自発性を探せ!⑦ ─悲劇との共犯関係─ [俯瞰日記]
夜に寝ない生活が続いている。
うだうだしていたら、朝の9時だ。
今日は、研修の現場(「自発性~ ①」)に入る気がもとよりない。
管理事務所に行こう。
着いた時は、夕方だった。
スタッフ管理の事務処理を少しして、今日の仕事は、実質終わり。
マスコミが活気づいているようだ。
彼らは、事件を燃料として生きている。「前代未聞じゃないですかぁ?」と深刻な顔で、内心、興奮の快感を味わっている。
報道番組のセンセーショナルな効果音や映画まがいのカット割りを見ていると、少しほっとする。どんなに悲劇的な出来事が起こっても、深刻になる必要はないんだなと。現に、ほら、彼らは、何でもショーにして、エンターテインしているじゃないかと。
皮肉でない。
彼らは確かに、凶悪犯罪者の存在も、不条理に悲劇に巻き込まれた人をも、真顔で自分の仕事の充実感の材料にしている。
彼らにとって、本当の悲劇は、社会の平穏が続いて、人間の不幸のネタがなくなってしまうことなのだろう。
マスコミの人たちは、悪魔的な快楽を享受していながら、誰にも非難されないための大義名分がある。‘我々は、受け取り手のニーズに応えて、事実を伝えているだけだ’という。
その通り。送り手と受け取り手は相補的だ。
受け取り手にとって、退屈から回避は、快適に生きていくための必須事項だ。
送り手は、それを助け続ける。
安倍首相が、テレビに特番のネタを与え、それが僕たち大衆の酒の肴になる。
僕たち大衆は、精神衛生上、自分と程よい距離をおいた事件を常に必要としている。隣の隣の凶悪犯罪。海の向こうの殺戮、テロ、戦争。
もし、世界の戦争、テロ、飢餓がなくなったら、平和運動家は、退屈をこじらせて鬱病になってしまうかもしれない。
幸か不幸か、ニュースショーの存在そのものが、僕たち大衆に、常に、こう語りかけてくれている。
‘おまえら、深刻になるなよ。結局、深刻なことなんて何もないんだよ。現に、俺たちは、どんな悲劇が起きても、反射的にその演出、構成を考えて、興奮の中で、そのニュースクリップという作品作りに取り組んでいるんだぜ。おまえらを退屈させたくないからな。’

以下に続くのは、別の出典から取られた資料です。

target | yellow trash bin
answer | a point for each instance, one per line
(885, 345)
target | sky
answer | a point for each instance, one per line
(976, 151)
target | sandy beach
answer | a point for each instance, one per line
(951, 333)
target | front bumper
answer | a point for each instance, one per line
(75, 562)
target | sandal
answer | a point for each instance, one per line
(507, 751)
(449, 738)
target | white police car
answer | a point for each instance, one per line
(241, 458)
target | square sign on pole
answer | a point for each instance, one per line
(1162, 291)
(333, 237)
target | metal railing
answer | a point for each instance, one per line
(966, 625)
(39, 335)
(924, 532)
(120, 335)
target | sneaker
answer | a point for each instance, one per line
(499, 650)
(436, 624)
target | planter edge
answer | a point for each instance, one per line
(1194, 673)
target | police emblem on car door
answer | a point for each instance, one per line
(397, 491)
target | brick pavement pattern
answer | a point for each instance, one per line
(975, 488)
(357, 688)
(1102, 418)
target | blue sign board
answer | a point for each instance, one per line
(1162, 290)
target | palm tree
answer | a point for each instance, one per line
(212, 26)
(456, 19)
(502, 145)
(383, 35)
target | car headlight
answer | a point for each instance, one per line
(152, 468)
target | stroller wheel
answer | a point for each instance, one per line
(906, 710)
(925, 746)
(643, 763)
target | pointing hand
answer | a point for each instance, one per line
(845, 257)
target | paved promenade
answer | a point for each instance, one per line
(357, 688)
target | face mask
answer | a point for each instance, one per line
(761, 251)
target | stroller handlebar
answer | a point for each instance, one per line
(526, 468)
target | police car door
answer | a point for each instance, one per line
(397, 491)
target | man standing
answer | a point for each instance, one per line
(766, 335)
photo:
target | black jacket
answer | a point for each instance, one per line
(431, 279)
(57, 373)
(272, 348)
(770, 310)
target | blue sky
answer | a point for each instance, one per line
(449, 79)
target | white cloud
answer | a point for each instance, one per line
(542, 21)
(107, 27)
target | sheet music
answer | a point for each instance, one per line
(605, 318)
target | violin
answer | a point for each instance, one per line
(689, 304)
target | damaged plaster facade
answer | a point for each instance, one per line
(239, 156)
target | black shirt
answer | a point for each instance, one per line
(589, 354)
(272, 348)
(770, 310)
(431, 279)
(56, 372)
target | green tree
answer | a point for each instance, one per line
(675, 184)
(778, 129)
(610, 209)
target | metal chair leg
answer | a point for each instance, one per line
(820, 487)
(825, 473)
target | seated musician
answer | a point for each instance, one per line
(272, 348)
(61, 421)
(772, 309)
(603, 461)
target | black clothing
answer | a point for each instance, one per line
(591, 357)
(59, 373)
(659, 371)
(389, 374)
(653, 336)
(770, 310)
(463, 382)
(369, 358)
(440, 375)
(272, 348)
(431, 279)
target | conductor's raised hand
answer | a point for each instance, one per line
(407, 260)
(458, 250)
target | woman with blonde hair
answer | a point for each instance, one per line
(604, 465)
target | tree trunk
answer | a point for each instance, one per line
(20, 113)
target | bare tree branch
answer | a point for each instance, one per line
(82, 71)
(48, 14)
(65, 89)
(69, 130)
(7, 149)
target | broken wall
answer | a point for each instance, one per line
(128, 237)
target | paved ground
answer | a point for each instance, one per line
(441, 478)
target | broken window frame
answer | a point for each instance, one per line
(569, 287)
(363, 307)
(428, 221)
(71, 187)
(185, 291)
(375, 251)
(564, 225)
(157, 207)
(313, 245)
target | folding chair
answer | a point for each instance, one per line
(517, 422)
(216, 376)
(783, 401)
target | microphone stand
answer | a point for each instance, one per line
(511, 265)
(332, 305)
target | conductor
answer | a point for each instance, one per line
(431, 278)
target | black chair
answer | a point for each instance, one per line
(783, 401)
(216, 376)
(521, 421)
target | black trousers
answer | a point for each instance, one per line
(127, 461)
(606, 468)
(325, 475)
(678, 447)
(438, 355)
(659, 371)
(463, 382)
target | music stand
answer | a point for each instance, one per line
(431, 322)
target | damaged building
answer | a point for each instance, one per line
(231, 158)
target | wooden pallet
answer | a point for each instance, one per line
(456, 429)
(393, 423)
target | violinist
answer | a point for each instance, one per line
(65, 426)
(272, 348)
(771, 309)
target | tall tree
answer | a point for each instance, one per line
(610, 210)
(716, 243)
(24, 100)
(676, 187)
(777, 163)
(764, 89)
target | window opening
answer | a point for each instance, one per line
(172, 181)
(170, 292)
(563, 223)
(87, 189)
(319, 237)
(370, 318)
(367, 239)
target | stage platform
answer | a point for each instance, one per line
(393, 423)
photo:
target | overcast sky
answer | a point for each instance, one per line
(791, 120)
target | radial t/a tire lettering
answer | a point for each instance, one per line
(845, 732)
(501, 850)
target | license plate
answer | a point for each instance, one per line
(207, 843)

そんな人間の姿の実相を見て、僕は、無自覚な、刺激提供者のお世話にならないで、幸福な状態であることを望む。
たとえ、本当に平和で自由な世界がやってきても──それは、つまり現在の大多数の人間が地獄と感じる日が訪れてもということだが──、僕は、尚、幸福な状態で生きたいから。